The majority of the 139 websites analyzed were at a college junior’s reading level, much higher than the average American’s 8th-grade reading level.
“There is a huge problem and a disconnect between physicians and patients regarding what we know and do in the hospital versus what we bring to patients and evaluating what they actually need,” said first author James W. Stewart II, MD, MSc, a national clinician scholar with the University of Michigan Institute for Healthcare Policy & Innovation and a general surgery resident at the Yale School of Medicine. “A large part of the problem is patients not properly understanding the information—and an even bigger problem is that we're not communicating and giving patients the resources to properly understand.”
Just over 56 percent of the heart transplant centers’ websites offered resources for non-English speakers. The mid-Atlantic region performed the worst, with only six of 16 heart transplant centers in Pennsylvania, New Jersey, West Virginia, Maryland, Delaware, and Washington, DC, providing online information in a language other than English.
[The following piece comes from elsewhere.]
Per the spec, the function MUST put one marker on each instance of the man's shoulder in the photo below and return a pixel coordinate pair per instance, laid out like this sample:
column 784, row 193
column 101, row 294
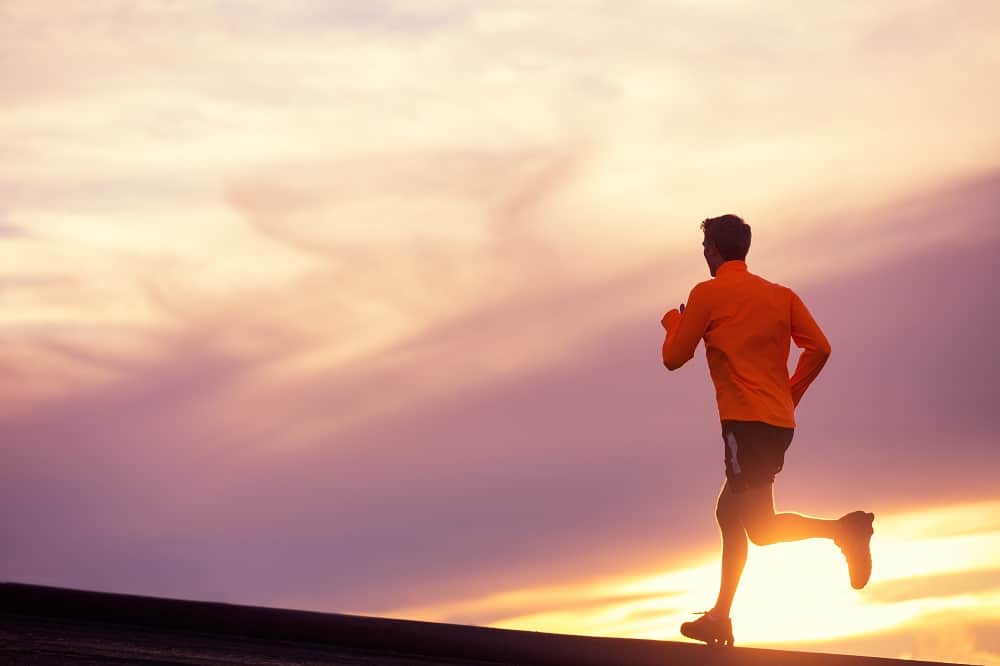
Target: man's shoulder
column 770, row 284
Since 1980, the number of people speaking a language other than English at home has increased by almost 200 percent. Spanish (including Spanish Creole) is the most common language spoken after English.
Stewart believes that professional transplant societies along with the United Network for Organ Sharing, the nonprofit that manages the American organ transplant system, should create a common source of information at a reading level that patients can understand, with professionally translated information about heart transplants.
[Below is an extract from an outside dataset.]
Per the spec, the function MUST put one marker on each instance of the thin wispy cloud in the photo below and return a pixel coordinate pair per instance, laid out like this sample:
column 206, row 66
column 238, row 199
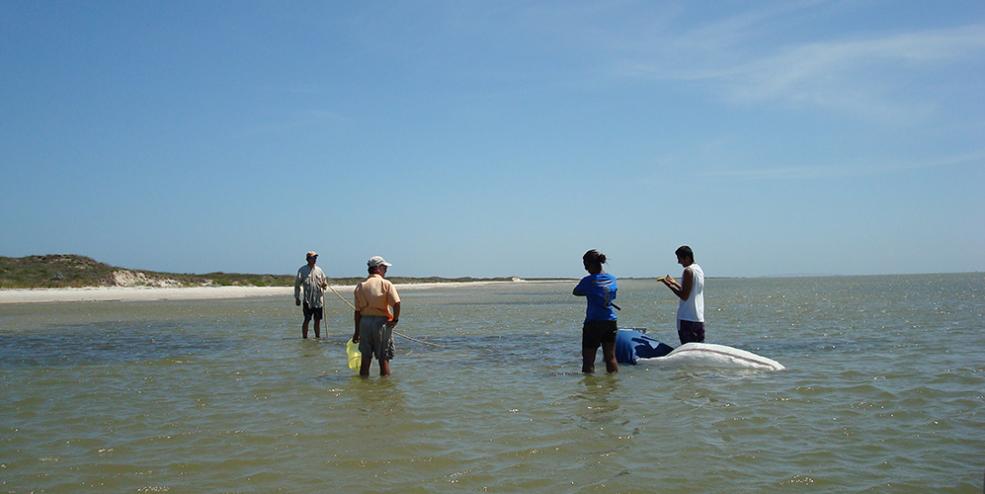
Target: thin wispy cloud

Until then, he says, heart transplant centers need to take it upon themselves to make sure their information is accessible.
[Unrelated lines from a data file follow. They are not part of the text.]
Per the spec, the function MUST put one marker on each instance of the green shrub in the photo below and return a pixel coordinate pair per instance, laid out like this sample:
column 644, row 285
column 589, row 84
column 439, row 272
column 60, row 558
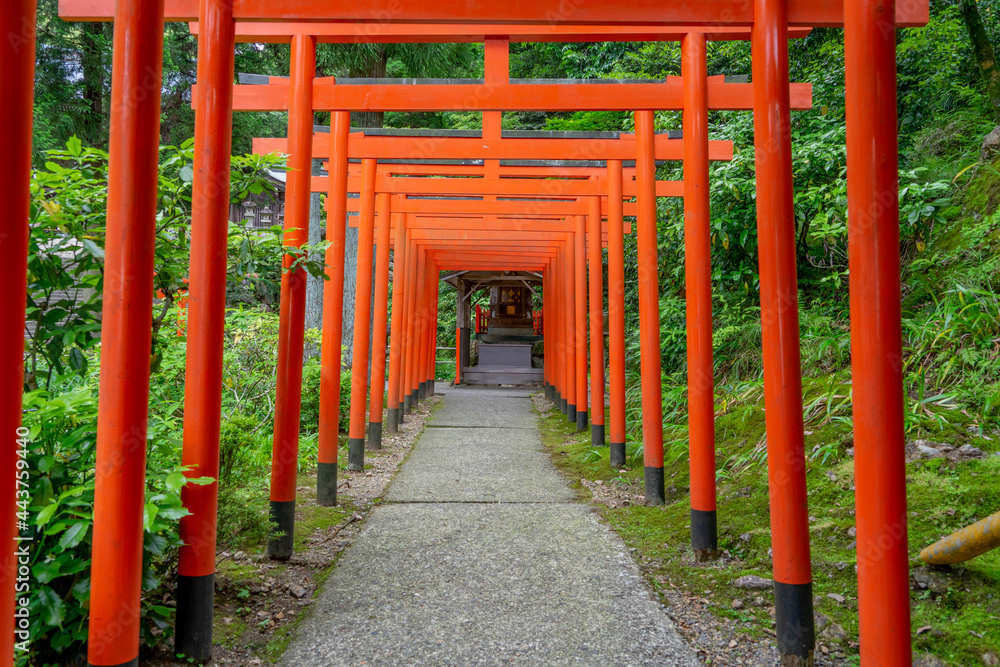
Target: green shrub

“During transplant meetings, evaluate what information on the website is important for patients to know and review the site every six months or so,” he suggested. "Then ask patients questions like, ‘Did you go to the website? Did you find it useful? What did you find useful? Is this something you understand?’ Following through on whether this information is helpful and involving patients more is critical.”
Additional authors include Shannon Zoulek, Sheehan Hussain, Varun G. Kathawate, Valeria Valbuena, Sidra Bonner, Michael Thompson, Geoffrey D. Barnes, Donald S. Likosky, Keith Aaronson, Monica M. Colvin and Thomas Cascino, all of Michigan Medicine, and Khadijah Breathett of Indiana University School of Medicine.